Wind turbine manufacturer Vestas Americas has announced that it received an order for 18 V90-3.0 megawatt wind turbines to be installed on a Canadian wind plant.
The buyer — TransAlta Corp., of Calgary, Alberta — plans to expand its’ existing wind farm in New Brunswick, Canada, where 32 wind turbines were installed in 2008. TransAlta estimates the capital cost of the wind farm’s 54 MW wind turbine expansion at $100 million.
Construction will start in early 2010 and is expected to be finished by the end of the year, subject to environmental and regulatory approvals. The wind farm is expected to be in operation by the end of 2010. Once complete, the expanded wind farm should generate up to 150 megawatts of electricity, enough power to meet the needs of about 9,000 homes, according to Vestas.
According to TransAlta, the power will be sold to New Brunswick Power Distribution and Customer Service Corp. under a 25-year purchase power agreement.

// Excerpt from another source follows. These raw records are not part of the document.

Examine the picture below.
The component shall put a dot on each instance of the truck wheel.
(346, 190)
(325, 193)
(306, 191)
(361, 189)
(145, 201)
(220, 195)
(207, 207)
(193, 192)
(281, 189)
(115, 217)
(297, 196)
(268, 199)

Vestas opened a turbine blade manufacturing plant in Windsor, CO in March 2008. The company is building additional manufacturing plants — for turbine towers and nacelles, plus an additional blade plant — in Pueblo and Brighton, CO. Those plants are expected to open in 2010.

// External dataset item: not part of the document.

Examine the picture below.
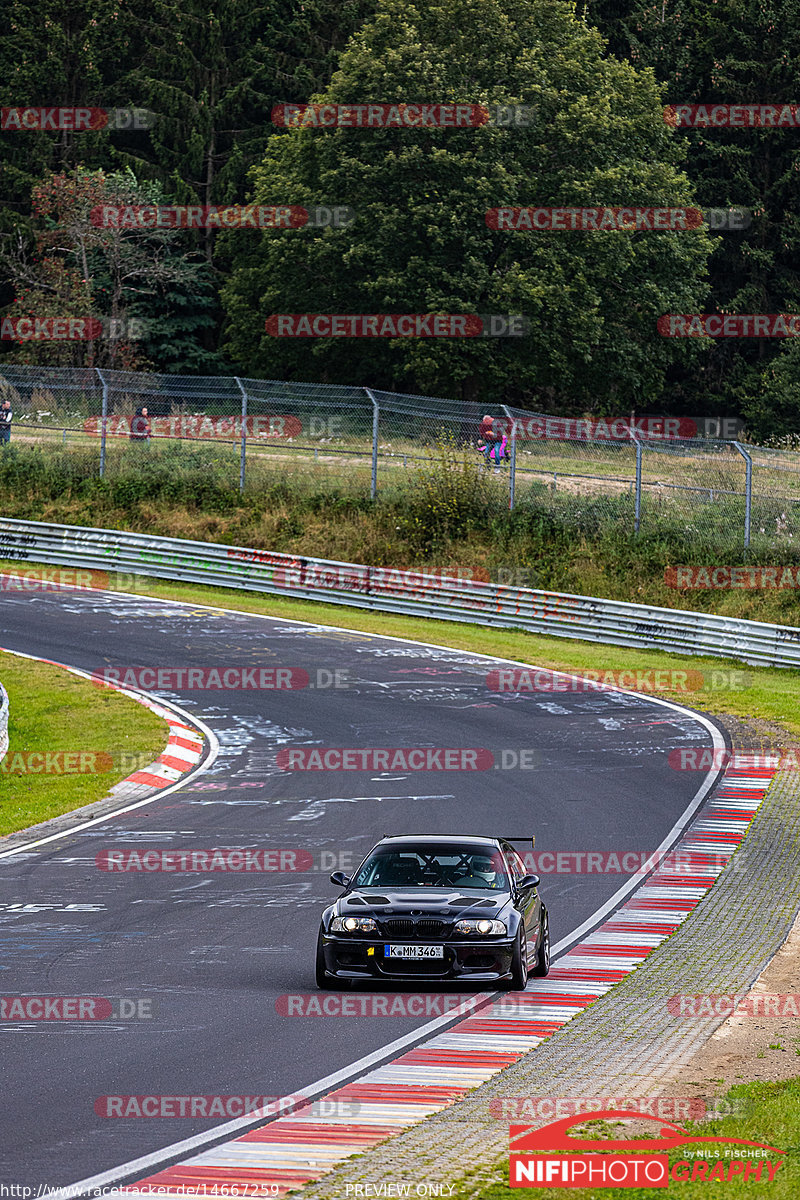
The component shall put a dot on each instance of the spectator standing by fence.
(6, 418)
(140, 430)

But wind turbine orders dropped off in 2009 as the recession and credit crisis slowed wind project development. Vestas announced in December it would shut down production at the Windsor plant — although employees would remain on the job and be paid to do other things at the plant — for a time during the first quarter 2010. Production would resume as orders for new turbines picked up, a Vestas spokesman said in December.